Compléments pour Athlètes d'Endurance : Guide des Suppléments pour Marathon, Triathlon et Cyclisme (2026)
Ce qui fonctionne réellement pour les marathoniens, triathlètes et cyclistes : la périodisation des glucides, les électrolytes selon le taux de transpiration, le fer, les oméga-3, la vitamine D, la caféine, le nitrate de betterave et la bêta-alanine — avec un avertissement sur les antioxydants à forte dose.
Les athlètes d'endurance ont une logique de supplémentation différente de celle de la population générale. Les facteurs limitants ne sont pas des indicateurs de bien-être vagues, mais plutôt les taux d'oxydation des glucides, les pertes d'électrolytes par la transpiration, le statut en fer (compromis par les pics de hepcidine après l'exercice), l'inflammation chronique de bas grade et les goulets d'étranglement occasionnels dans le tamponnement ou la livraison d'oxygène. La Déclaration de Consensus du CIO sur les Compléments Alimentaires et l'Athlète de Haut Niveau (Maughan et al., 2018, British Journal of Sports Medicine) a réduit la liste des composés soutenus par des preuves à quelques éléments : caféine, créatine, nitrate, bêta-alanine et bicarbonate pour les ergogéniques, ainsi que fer, vitamine D et oméga-3 pour la santé. Tout le reste est soit non prouvé, soit dépendant du contexte, soit véritablement inutile.
Ce guide couvre le stack de suppléments d'endurance basé sur des preuves pour les athlètes de marathon, triathlon et cyclisme — y compris l'avertissement critique concernant les antioxydants à forte dose (Paulsen et al.) qui est souvent négligé.
Alimentation : Périodisation des Glucides en Premier
Objectifs de glucides pendant la course
Pour les événements de plus de 90 minutes, 60-90 g/heure de glucides (sources multiples transportables — glucose + fructose dans un ratio de 2:1) soutiennent des taux d'oxydation allant jusqu'à 1,5 g/min.
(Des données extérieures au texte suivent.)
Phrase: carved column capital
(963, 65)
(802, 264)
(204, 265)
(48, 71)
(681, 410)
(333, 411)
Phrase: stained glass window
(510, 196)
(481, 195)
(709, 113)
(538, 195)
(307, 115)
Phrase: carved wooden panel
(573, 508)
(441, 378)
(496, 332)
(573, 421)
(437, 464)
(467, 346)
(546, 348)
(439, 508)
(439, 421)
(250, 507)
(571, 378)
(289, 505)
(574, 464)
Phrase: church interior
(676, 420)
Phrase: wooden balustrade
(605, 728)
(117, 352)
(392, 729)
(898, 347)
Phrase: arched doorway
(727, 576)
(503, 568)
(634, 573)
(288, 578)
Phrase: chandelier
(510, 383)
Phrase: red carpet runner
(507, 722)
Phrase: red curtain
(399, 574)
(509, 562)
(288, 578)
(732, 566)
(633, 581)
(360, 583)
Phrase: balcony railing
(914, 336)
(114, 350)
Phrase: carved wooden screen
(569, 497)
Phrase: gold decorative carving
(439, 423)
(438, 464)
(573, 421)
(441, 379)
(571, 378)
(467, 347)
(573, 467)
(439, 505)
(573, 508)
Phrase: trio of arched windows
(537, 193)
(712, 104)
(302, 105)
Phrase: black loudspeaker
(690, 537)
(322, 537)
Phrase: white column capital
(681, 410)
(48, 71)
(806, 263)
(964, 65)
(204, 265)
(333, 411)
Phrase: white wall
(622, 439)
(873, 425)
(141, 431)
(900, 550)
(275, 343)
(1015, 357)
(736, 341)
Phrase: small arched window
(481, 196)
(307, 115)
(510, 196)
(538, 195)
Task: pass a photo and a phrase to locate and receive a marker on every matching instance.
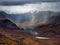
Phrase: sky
(21, 2)
(33, 7)
(32, 10)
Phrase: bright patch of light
(36, 7)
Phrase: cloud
(34, 13)
(34, 7)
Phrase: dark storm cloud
(21, 2)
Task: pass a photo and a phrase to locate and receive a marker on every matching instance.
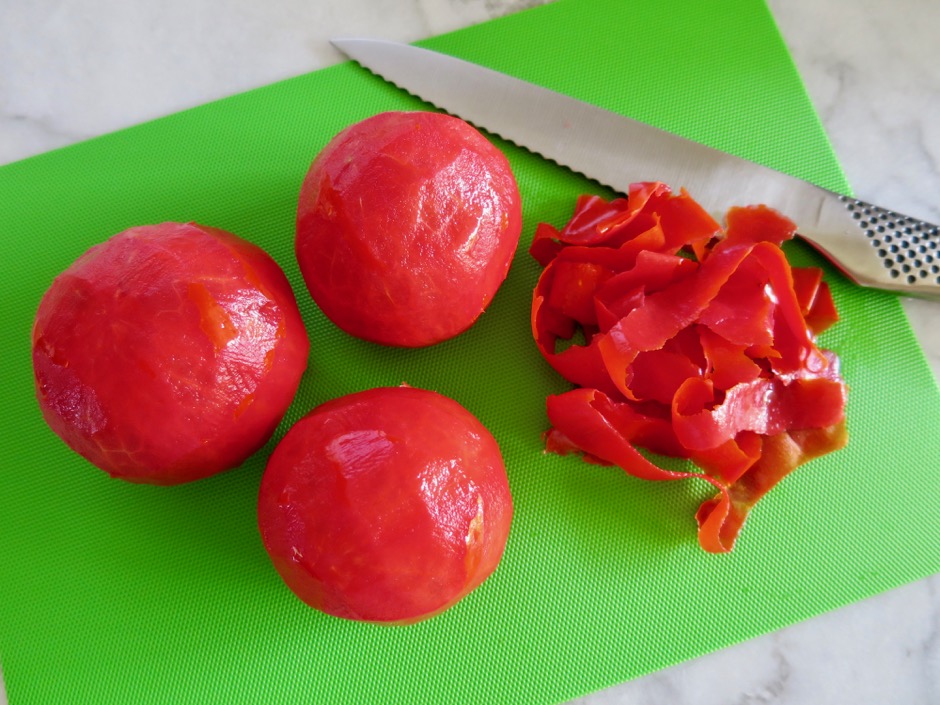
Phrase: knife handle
(878, 247)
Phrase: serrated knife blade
(873, 246)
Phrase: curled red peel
(698, 343)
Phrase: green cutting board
(116, 593)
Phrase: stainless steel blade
(873, 246)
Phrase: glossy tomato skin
(168, 353)
(406, 227)
(387, 506)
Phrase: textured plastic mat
(114, 593)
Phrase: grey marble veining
(71, 70)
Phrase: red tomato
(388, 505)
(168, 353)
(406, 227)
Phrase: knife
(873, 246)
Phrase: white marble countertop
(71, 69)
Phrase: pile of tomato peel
(689, 340)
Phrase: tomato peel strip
(698, 343)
Jeukendrup (2014) dans Sports Medicine a établi les limites supérieures. Entraîner l'intestin à tolérer ces taux est aussi important que la formulation.
Périodisation "train-low, race-high"
Réduire sélectivement la disponibilité des glucides pendant certaines séances faciles (courses matinales à jeun, séances du soir après des dîners pauvres en glucides) augmente la biogenèse mitochondriale et l'oxydation des graisses. Les séances intenses et les courses utilisent toujours une disponibilité complète en glucides. Ce n'est pas du keto ; c'est de la glycogénolyse périodisée.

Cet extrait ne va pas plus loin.